Johnny McCalla, of the National Coalition for Haitian Refugees, said that the U.S.’s containment policy toward Haiti, which he traced to the Cold War in the 1960s and support for the Francois “Papa Doc” Duvalier dictatorial regime, offers the clue of why U.S. policy toward the Caribbean nation resists change. 
Robert E. Maguire, of George Washington University, noted that despite Haiti’s proximity, the U.S. continues to formulate failed policy, in large part because it mistakenly followed the same “interlocutors” whose self-interests and schemes have contributed to the current disastrous situation. 
“The proximity of Haiti does not bring understanding and knowledge,” Maguire said. “There’s a great deal of misperception and ignorance that fuels racism, discrimination, and fear—and that casts a large shadow over policy in Haiti.” 
Both Brian Concannon, of the Institute for Justice and Democracy in Haiti, and Amy Wilentz, a former journalist who has written extensively about Haiti and who participated on a media panel later in the day, noted that racism remains at the core of the contempt that has led to misguided policy toward Haiti. 
“The thing to remember is that policy toward Haiti goes to the heart of the biggest problems in the U.S.—slavery and race,” Wilentz said. “In Haiti, the U.S.’s hand is on everything, and you can see the undercurrent of racism on every issue.” 
“The battle for the soul of U.S. policy toward Haiti must be waged in Washington, D.C.,” said McCalla, noting the influence of large lobbying firms that promote the agendas of clients who benefit from their position in Haitian society. 

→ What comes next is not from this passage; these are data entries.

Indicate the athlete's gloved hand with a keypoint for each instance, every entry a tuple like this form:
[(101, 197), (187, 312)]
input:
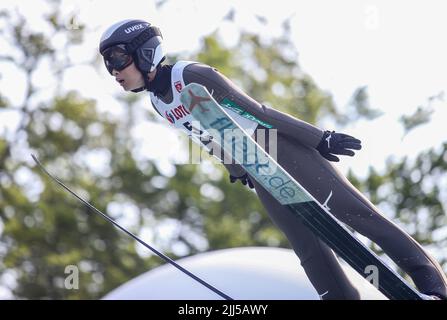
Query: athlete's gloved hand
[(244, 179), (337, 143)]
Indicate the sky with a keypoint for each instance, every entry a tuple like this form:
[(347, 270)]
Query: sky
[(397, 49)]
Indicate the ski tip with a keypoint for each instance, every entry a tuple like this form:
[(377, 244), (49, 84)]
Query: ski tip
[(35, 158)]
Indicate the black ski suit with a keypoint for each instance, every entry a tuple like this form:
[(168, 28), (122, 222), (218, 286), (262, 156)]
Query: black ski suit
[(297, 154)]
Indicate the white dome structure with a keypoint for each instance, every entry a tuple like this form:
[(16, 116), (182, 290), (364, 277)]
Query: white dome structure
[(251, 273)]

“Everyone who cares about Haiti should ally together to have a stronger voice in Washington and in Port-au-Prince and to be at the forefront of policy making,” he urged. 
Panelists noted that in recent weeks and months, prompted by the resignation of ambassador Daniel Foote and the resulting congressional briefings, U.S. officials have been meeting with civil society groups in Haiti. 
“These are encouraging and hopeful signs, let’s hope they continue,” Maguire said. 
“By generating proposals that are actionable at this conference today, we can start taking control of the situation,” Marcelin said. “Together with efforts in Haitian civil society to forge an accord, we have an excellent opportunity for Haitians and friends of Haiti to have their say and to address the crisis.”